Here’s a brief look at the default caching implementation:

from cachelib import SimpleCache

class CachelibCache(Cache):
    """A standard implementation of CacheInterface that uses cachelib"""

    def __init__(self):
        super().__init__()
        self.cache = SimpleCache()

    def get(self, key: str) -> Optional[Any]:
        """Get a cached value from the simple cache"""
        super().get(key)
        return self.cache.get(key)

    def set(self, key: str, value: Any, timeout: int = 3600) -> None:
        """Cache a value in the simple cache"""
        super().set(key, value, timeout)
        self.cache.set(key, value, timeout=timeout)

    def delete(self, key: str) -> None:
        """Delete a key in the simple cache"""
        super().delete(key)
        self.cache.delete(key)

Custom Caching Implementation

You can implement a custom cache by using FastAPI’s dependency injection and injecting a get_cache dependency. The custom cache must implement the CacheInterface, which includes the get, set and delete methods.

Here’s the CacheInterface definition:

from abc import ABC, abstractmethod
from typing import Any, Optional

class CacheInterface(ABC):
    """Cache interface"""

    @abstractmethod
    def get(self, key: str) -> Optional[Any]:
        """Get a cached value"""

    @abstractmethod
    def set(self, key: str, value: Any, timeout: int = 300) -> None:
        """Cache a value"""

    @abstractmethod
    def delete(self, key: str) -> None:
        """Delete a cache key"""

Implementing a Custom Cache

To implement a custom cache, create a class that extends CacheInterface and override the get, set, and delete methods.
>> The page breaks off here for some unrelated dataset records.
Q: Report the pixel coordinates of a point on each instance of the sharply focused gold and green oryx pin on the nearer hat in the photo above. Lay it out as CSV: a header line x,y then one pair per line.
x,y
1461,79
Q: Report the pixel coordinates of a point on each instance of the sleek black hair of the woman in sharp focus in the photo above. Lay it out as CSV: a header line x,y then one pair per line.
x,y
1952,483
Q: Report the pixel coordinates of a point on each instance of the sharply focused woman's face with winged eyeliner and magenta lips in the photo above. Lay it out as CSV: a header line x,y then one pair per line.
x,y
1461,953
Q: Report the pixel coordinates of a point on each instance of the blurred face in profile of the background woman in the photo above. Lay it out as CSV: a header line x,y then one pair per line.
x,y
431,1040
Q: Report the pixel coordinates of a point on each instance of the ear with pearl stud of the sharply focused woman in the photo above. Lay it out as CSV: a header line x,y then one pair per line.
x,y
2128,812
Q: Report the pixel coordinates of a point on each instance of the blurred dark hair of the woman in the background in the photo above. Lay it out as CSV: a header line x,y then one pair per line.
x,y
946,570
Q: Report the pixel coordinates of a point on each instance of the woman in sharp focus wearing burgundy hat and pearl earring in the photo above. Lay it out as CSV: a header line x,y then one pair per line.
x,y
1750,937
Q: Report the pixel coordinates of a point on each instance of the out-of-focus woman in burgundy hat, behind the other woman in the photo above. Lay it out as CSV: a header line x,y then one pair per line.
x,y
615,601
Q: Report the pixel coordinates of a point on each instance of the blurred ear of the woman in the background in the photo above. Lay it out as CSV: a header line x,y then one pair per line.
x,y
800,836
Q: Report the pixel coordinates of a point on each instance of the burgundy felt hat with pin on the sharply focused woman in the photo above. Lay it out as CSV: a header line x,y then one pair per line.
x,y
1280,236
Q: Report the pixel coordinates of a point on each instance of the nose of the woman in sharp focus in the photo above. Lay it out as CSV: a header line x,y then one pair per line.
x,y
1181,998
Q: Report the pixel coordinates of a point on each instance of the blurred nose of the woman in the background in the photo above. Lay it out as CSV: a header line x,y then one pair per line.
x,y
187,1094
Then, use FastAPI’s dependency injection to inject your custom cache.

Here’s an example of a custom cache implementation:

from fastapi import Request
from datajunction_server.internal.caching.noop_cache import noop_cache

class MyCustomCache(CacheInterface):
    """A custom cache implementation"""

    def __init__(self):
        # Initialize your custom cache here
        ...

    def get(self, key: str) -> Optional[Any]:
        # Implement the logic to retrieve a cached value
        ...

    def set(self, key: str, value: Any, timeout: int = 300) -> None:
        # Implement the logic to cache a value
        ...

    def delete(self, key: str) -> None:
        # Implement the logic to delete a cache key
        ...

def get_cache(request: Request) -> Optional[CacheInterface]:
    """Dependency for retrieving a custom cache implementation"""
    cache_control = request.headers.get("Cache-Control", "")
    skip_cache = "no-cache" in cache_control
    return noop_cache if skip_cache else MyCustomCache()

Respecting the no-cache Header

The open-source get_cache dependency respects the no-cache header in requests. This means that if a request contains the Cache-Control: no-cache header, the cache will be bypassed, and fresh data will be fetched. This is done by returning an instance of NoOpCache which simply wraps the base Cache implementation that logs caching activity. It is recommended that custom cache implementations also respect this header to ensure consistency. “Turning off the cache” when a no-cache header is detected is as simple as making sure the dependency injected function returns the NoOpCache instance that can be imported from datajunction_server.internal.caching.noop_cache.